Pandas - why looping with str.extract is faster than one str.extractall-CodePudding

I have a dataframe (~100k rows) with strings that I need to extract multiple items from and create new columns for.

Sample Data

import pandas as pd
import re

s = pd.Series(['param1=1&param2=&param3=ena&param4=n2oi3-284&',
            'param1=2&param2=2iot&param3=&param4=&',
            'param1=3&param2=afv&param3=39&param4=4obgg942n&',
            'param1=4&param2=&param3=1291&param4=0g2n48a&'])

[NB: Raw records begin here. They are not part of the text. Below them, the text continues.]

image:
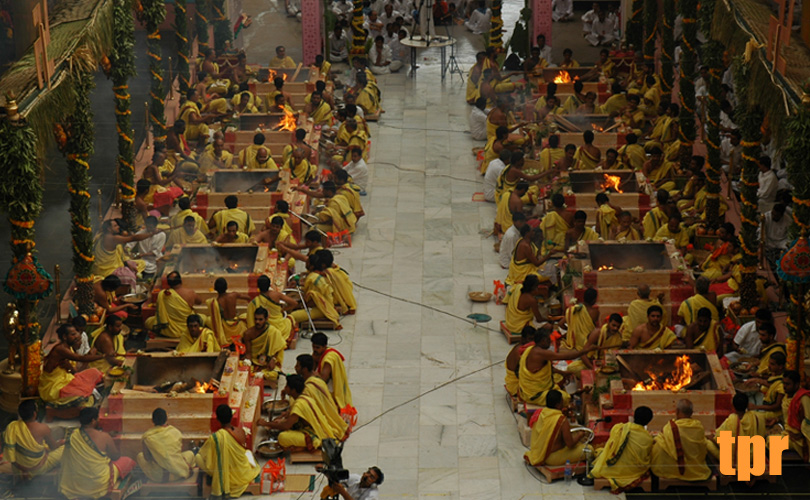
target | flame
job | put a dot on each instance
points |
(288, 122)
(201, 388)
(676, 381)
(612, 182)
(563, 77)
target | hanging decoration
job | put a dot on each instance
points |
(182, 45)
(122, 68)
(152, 15)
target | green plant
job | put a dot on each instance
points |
(122, 63)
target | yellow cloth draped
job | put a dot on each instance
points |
(632, 156)
(242, 218)
(554, 227)
(605, 220)
(625, 459)
(179, 236)
(28, 456)
(765, 356)
(206, 342)
(689, 308)
(516, 318)
(345, 302)
(752, 424)
(266, 345)
(171, 313)
(583, 160)
(106, 261)
(176, 222)
(533, 387)
(637, 313)
(118, 344)
(85, 471)
(545, 432)
(662, 339)
(580, 325)
(165, 444)
(223, 329)
(340, 381)
(232, 468)
(653, 221)
(275, 315)
(340, 214)
(692, 442)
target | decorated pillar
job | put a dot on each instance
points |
(311, 36)
(541, 20)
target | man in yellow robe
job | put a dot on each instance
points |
(197, 338)
(552, 442)
(187, 234)
(223, 457)
(652, 334)
(307, 424)
(330, 368)
(173, 307)
(338, 215)
(219, 221)
(740, 423)
(163, 459)
(679, 451)
(581, 319)
(656, 218)
(91, 464)
(637, 310)
(625, 459)
(29, 445)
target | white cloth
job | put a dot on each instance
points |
(494, 170)
(479, 22)
(357, 493)
(153, 244)
(603, 28)
(562, 9)
(478, 124)
(766, 194)
(747, 338)
(358, 171)
(776, 231)
(508, 244)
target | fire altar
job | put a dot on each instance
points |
(189, 388)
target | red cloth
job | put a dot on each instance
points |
(82, 384)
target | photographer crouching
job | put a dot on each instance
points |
(356, 487)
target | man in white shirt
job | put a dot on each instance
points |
(494, 170)
(478, 120)
(357, 169)
(562, 10)
(768, 184)
(379, 58)
(601, 30)
(360, 487)
(510, 239)
(150, 249)
(746, 341)
(776, 226)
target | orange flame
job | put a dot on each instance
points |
(680, 378)
(612, 182)
(288, 122)
(201, 388)
(563, 77)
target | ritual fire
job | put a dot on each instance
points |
(612, 182)
(675, 381)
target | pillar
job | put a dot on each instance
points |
(311, 22)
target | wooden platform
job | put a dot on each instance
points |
(601, 483)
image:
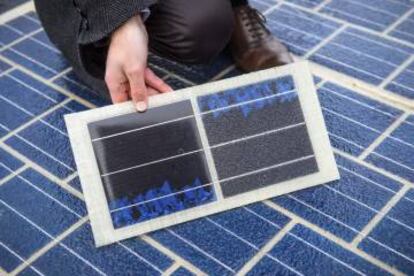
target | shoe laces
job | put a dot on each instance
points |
(255, 24)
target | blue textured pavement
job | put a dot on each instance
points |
(362, 57)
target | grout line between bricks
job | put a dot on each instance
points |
(396, 72)
(325, 41)
(42, 171)
(383, 136)
(171, 269)
(334, 239)
(266, 248)
(62, 90)
(374, 168)
(366, 89)
(341, 21)
(13, 174)
(34, 120)
(379, 216)
(321, 5)
(172, 255)
(48, 246)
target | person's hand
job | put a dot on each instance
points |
(127, 75)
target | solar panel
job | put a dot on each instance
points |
(199, 151)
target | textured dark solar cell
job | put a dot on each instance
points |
(200, 151)
(152, 164)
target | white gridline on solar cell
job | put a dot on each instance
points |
(268, 132)
(220, 180)
(193, 115)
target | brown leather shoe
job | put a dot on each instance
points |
(252, 45)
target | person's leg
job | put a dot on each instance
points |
(236, 3)
(252, 45)
(190, 31)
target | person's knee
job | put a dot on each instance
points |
(206, 35)
(196, 32)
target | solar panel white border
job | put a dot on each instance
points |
(90, 177)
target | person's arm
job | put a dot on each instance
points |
(127, 75)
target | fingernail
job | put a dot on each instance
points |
(141, 106)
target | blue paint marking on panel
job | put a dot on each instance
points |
(71, 83)
(54, 153)
(403, 84)
(79, 250)
(9, 162)
(395, 153)
(362, 55)
(392, 243)
(299, 30)
(19, 236)
(265, 90)
(36, 57)
(159, 202)
(23, 25)
(405, 30)
(38, 199)
(353, 121)
(373, 14)
(302, 248)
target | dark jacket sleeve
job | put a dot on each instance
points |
(99, 19)
(102, 17)
(75, 27)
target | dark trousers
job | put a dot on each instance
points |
(190, 31)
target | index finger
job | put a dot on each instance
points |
(138, 89)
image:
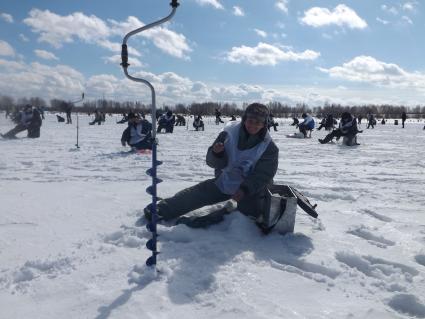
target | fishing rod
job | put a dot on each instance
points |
(151, 190)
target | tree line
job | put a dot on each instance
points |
(278, 109)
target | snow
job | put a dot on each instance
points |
(69, 247)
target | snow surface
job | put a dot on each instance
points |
(69, 247)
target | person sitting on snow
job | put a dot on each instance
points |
(272, 123)
(138, 134)
(218, 119)
(307, 125)
(30, 120)
(181, 121)
(97, 118)
(347, 127)
(198, 124)
(327, 123)
(166, 121)
(370, 121)
(295, 122)
(245, 160)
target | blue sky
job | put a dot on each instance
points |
(353, 51)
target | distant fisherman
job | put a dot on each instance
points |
(138, 134)
(30, 120)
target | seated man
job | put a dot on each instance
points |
(98, 118)
(181, 121)
(245, 160)
(307, 125)
(123, 120)
(166, 121)
(138, 133)
(272, 123)
(295, 122)
(347, 127)
(327, 123)
(30, 120)
(198, 124)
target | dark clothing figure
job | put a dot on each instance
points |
(347, 127)
(403, 118)
(272, 123)
(97, 118)
(198, 124)
(124, 119)
(138, 134)
(295, 122)
(328, 123)
(166, 121)
(30, 120)
(307, 125)
(371, 121)
(68, 113)
(245, 160)
(181, 121)
(218, 119)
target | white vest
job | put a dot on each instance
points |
(240, 162)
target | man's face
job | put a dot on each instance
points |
(253, 125)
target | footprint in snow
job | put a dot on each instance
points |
(371, 238)
(420, 259)
(407, 304)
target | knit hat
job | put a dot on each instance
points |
(257, 111)
(131, 115)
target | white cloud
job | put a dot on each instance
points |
(384, 22)
(45, 55)
(116, 47)
(24, 80)
(6, 17)
(36, 79)
(57, 30)
(410, 6)
(406, 19)
(116, 59)
(214, 3)
(238, 11)
(261, 33)
(282, 5)
(6, 49)
(168, 41)
(23, 37)
(369, 70)
(266, 54)
(341, 16)
(390, 10)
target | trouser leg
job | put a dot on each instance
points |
(330, 136)
(253, 205)
(189, 199)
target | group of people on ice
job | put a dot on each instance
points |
(245, 160)
(30, 120)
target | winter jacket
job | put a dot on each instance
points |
(265, 168)
(136, 132)
(308, 122)
(348, 126)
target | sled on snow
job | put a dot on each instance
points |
(281, 207)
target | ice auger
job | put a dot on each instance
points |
(151, 190)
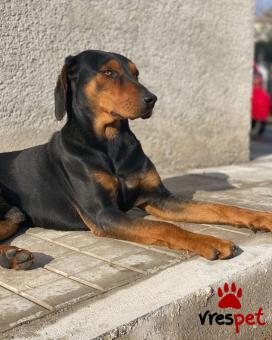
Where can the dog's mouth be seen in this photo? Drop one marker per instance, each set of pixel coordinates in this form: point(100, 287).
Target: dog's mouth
point(144, 115)
point(147, 115)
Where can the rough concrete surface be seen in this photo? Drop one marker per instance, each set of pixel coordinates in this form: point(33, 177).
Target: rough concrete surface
point(106, 286)
point(196, 56)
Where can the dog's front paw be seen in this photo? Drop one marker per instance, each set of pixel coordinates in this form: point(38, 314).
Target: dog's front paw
point(263, 221)
point(12, 257)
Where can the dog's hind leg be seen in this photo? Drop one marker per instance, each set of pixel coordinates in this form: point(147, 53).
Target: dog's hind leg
point(10, 256)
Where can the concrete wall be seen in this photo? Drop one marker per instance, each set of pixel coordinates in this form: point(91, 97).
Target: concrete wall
point(195, 55)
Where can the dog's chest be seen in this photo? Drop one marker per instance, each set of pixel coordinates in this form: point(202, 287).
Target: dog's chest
point(128, 192)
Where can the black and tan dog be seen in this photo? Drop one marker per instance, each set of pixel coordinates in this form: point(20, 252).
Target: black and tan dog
point(94, 170)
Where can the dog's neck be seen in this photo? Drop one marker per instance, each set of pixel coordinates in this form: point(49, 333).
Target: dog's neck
point(93, 129)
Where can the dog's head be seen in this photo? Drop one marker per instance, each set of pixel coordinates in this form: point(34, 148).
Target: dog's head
point(102, 84)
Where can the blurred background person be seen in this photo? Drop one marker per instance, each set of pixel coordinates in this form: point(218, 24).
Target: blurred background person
point(260, 104)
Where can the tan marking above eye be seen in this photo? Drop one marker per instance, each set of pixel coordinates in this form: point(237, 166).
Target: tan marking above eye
point(112, 65)
point(133, 69)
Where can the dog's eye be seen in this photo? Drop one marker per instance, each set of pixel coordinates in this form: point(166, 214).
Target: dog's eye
point(110, 73)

I can use the regex re.compile(r"=(.*?)&)"with str.extractall, then unstack the resulting dataframe, select, and append the columns I want.

match	0	1	2	3
0	1	NaN	ena	n2oi3-284
1	2	2iot	NaN	NaN
2	3	afv	39	4obgg942n
3	4	NaN	1291	0g2n48a

But when I tested it, it is slower than creating unique regexes in a dictionary for each parameter, e.g., r"1=(.*?)&", then looping through that dictionary and using column assignment for each regex.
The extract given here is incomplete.